The position of the Speaker was said to have angered the governor who as not been seen in public so far since his return thus allowing fears and suspicion over the sate of his health.

A statement on the dissolution of the state executive by the Senior Special Adviser to the governor on Media Matters, Sylvanus Giwa, directed the sacked commissioners and special advisers to hand over to their various Permanent Secretaries.

Others affected by the Governor’s purge include the Secretary to the State Government (SSG), Garvey Yaweh and the Chief of Staff, Ahmed Yusuf.

Unlike the sacked commissioners who are yet to be replaced, a new SSG in the person of the former Commissioner for Justice and the Attorney General of the state, Gebon Timothy Kataps, was appointed while Alhaji Aminu Jika is to take the position of the Chief of Staff.

According to the statement, “Governor Suntai has dissolved the entire executive of the state and the special advisers.

“Governor Suntai has also approved the appointment of a new SSG in person of Gebon Timothy Kataps and Malam Aminu Jika as the new Chief of Staff.”

According to Giwa, the decision of the governor to do away with the commissioners and the special advisers as well as the SSG and the chief of staff, was to “re-strategise governance in the state.”

Before the dissolution, Kataps who was then the Commissioner for Justice and Attorney-General had told journalists that the Speaker and his colleagues had no constitutional backing to stop the governor from resuming office.

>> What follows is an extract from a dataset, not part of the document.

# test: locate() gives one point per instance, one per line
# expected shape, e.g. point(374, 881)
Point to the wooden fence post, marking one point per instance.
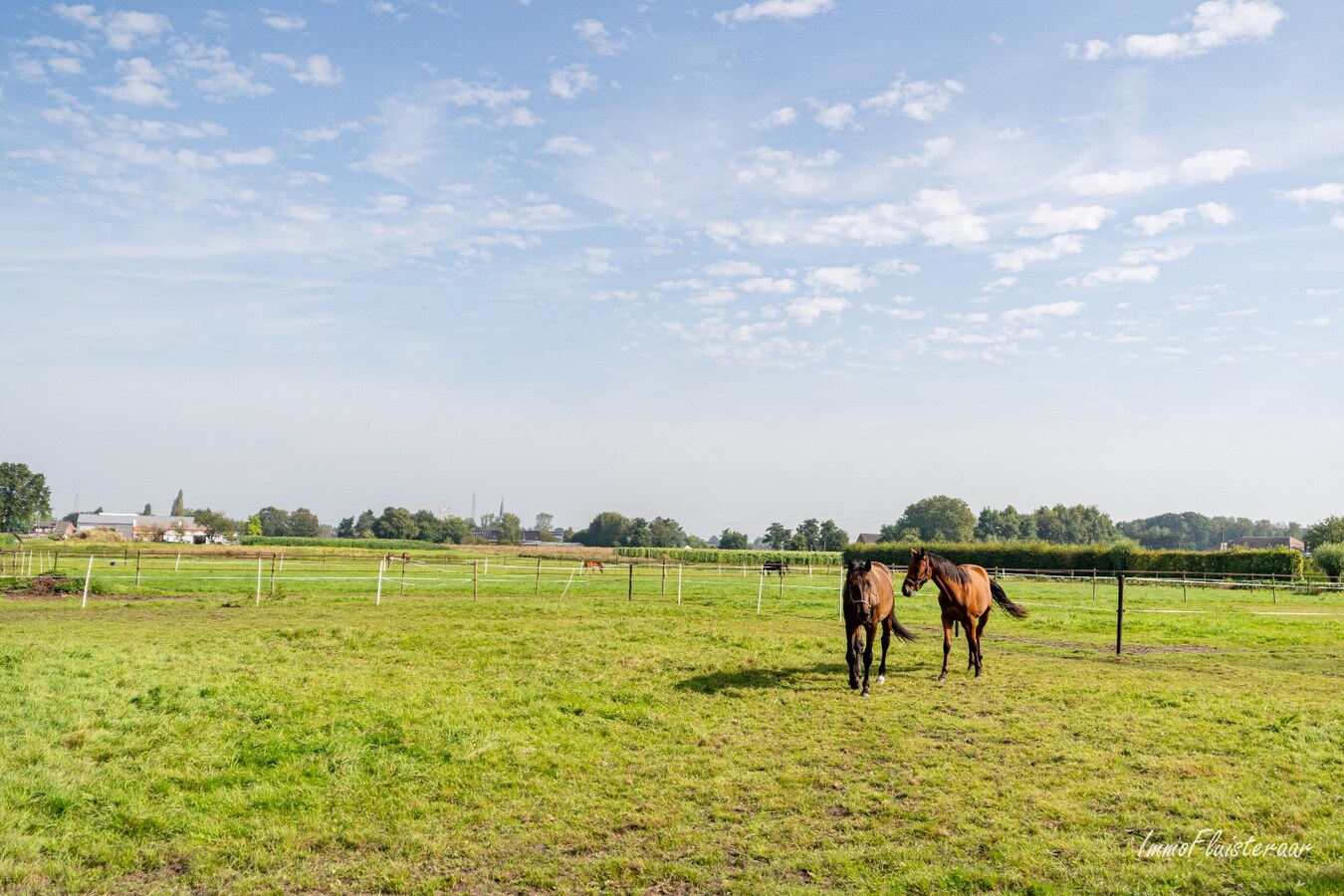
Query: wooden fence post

Citing section 190 sub-section 2 of the 1999 constitution as amended, Kataps noted that in as much as the letter to resume office had been transmitted to the House of Assembly by the governor, the members had no right to prevent him from performing his functions.

At the time this report was filed, it was learnt that the sacked officials were in a closed-door meeting with the governor.

It was also gathered that the non-intervention of both President Goodluck Jonathan and the national leadership of the ruling People’s Democratic Party (PDP) has not gone down well in certain quarters in view of the crisis in the state.

The Chairman of the Conference of Nigerian Political Parties (CNPP), Hamidu Suleiman, was reported to have noted that the refusal of the Presidency and the leadership of the PDP to intervene “in the crisis that is fast consuming this state is unfair to us and Nigerians at large.”